The Fourteenth Amendment also guarantees equal protection of the law. Generally, legislatures cannot make laws that treat people differently unless the laws are rationally related to a legitimate government interest. When legislatures attempt to pass laws that treat people differently based on sex, then the court reviews the law with heightened scrutiny — the law must be designed to achieve an important government interest and the differential treatment must be based on an actual physiological difference between the sexes and not based on archaic stereotypes. When legislatures attempt to pass laws that treat people differently based upon their race or ethnicity, then they have to have even a more compelling reason to do so, and even then, the courts, employing “strict scrutiny” are likely to declare such laws unconstitutional.
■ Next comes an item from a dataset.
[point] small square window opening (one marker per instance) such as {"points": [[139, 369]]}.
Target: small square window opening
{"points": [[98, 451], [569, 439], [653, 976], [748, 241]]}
Limitations Found in the “Penumbra” of the Constitution
Sometimes the Constitution doesn’t explicitly state protection or right that the courts have nevertheless found to be inherent or found within the Constitution. Justice Douglas, writing the majority opinion in Griswold v. Connecticut, 381 U.S. 479 (1965), stated
“[The] . . . specific guarantees in the Bill of Rights have penumbras, formed by emanations from those guarantees that help give them life and substance. … Various guarantees create zones of privacy. The right of association contained in the penumbra of the First Amendment is one, as we have seen. The Third Amendment in its prohibition against the quartering of soldiers ‘in any house’ in time of peace without the consent of the owner is another facet of that privacy. The Fourth Amendment explicitly affirms the ‘right of the people to be secure in their persons, houses, papers, and effects, against unreasonable searches and seizures.’ The Fifth Amendment in its Self-Incrimination Clause enables the citizen to create a zone of privacy which government may not force him to surrender to his detriment. The Ninth Amendment provides: ‘The enumeration in the Constitution, of certain rights, shall not be construed to deny or disparage others retained by the people.’
The Fourth and Fifth Amendments were described … as protection against all governmental invasions ‘of the sanctity of a man’s home and the privacies of life.’ We recently referred in Mapp v. Ohio, 367 U. S. 643, 656, to the Fourth Amendment as creating a ‘right to privacy, no less important than any other right carefully and particularly reserved to the people.’ (Footnote omitted).” 381 U.S. at 484-485.
Thus, legislatures cannot make laws that allow the government to invade people’s privacy, even though no specific amendment can be pointed to. The constitutional right to privacy must often be balanced against the state’s compelling interests such as promoting public safety. The courts have found the right to privacy in the context of reproductive freedom (See, e.g., Roe v. Wade, 410 U.S. 113 (1972) (right to abortion), Eisenstadt v. Baird, 405 U.S. 438 (1972) (the right of married persons to possess contraceptives), Griswold v. Connecticut, 381 U.S. 479 (1965) (declaring invalid the ban on contraceptives), Stanley v. Georgia, 394 U.S. 557 (1969) (the right to view and possess adult pornography), and the right of adults to engage in consensual sexual contact), and Lawrence v. Texas, 539 U.S. 558 (2003) (the right of adults to engage in consensual sexual contact).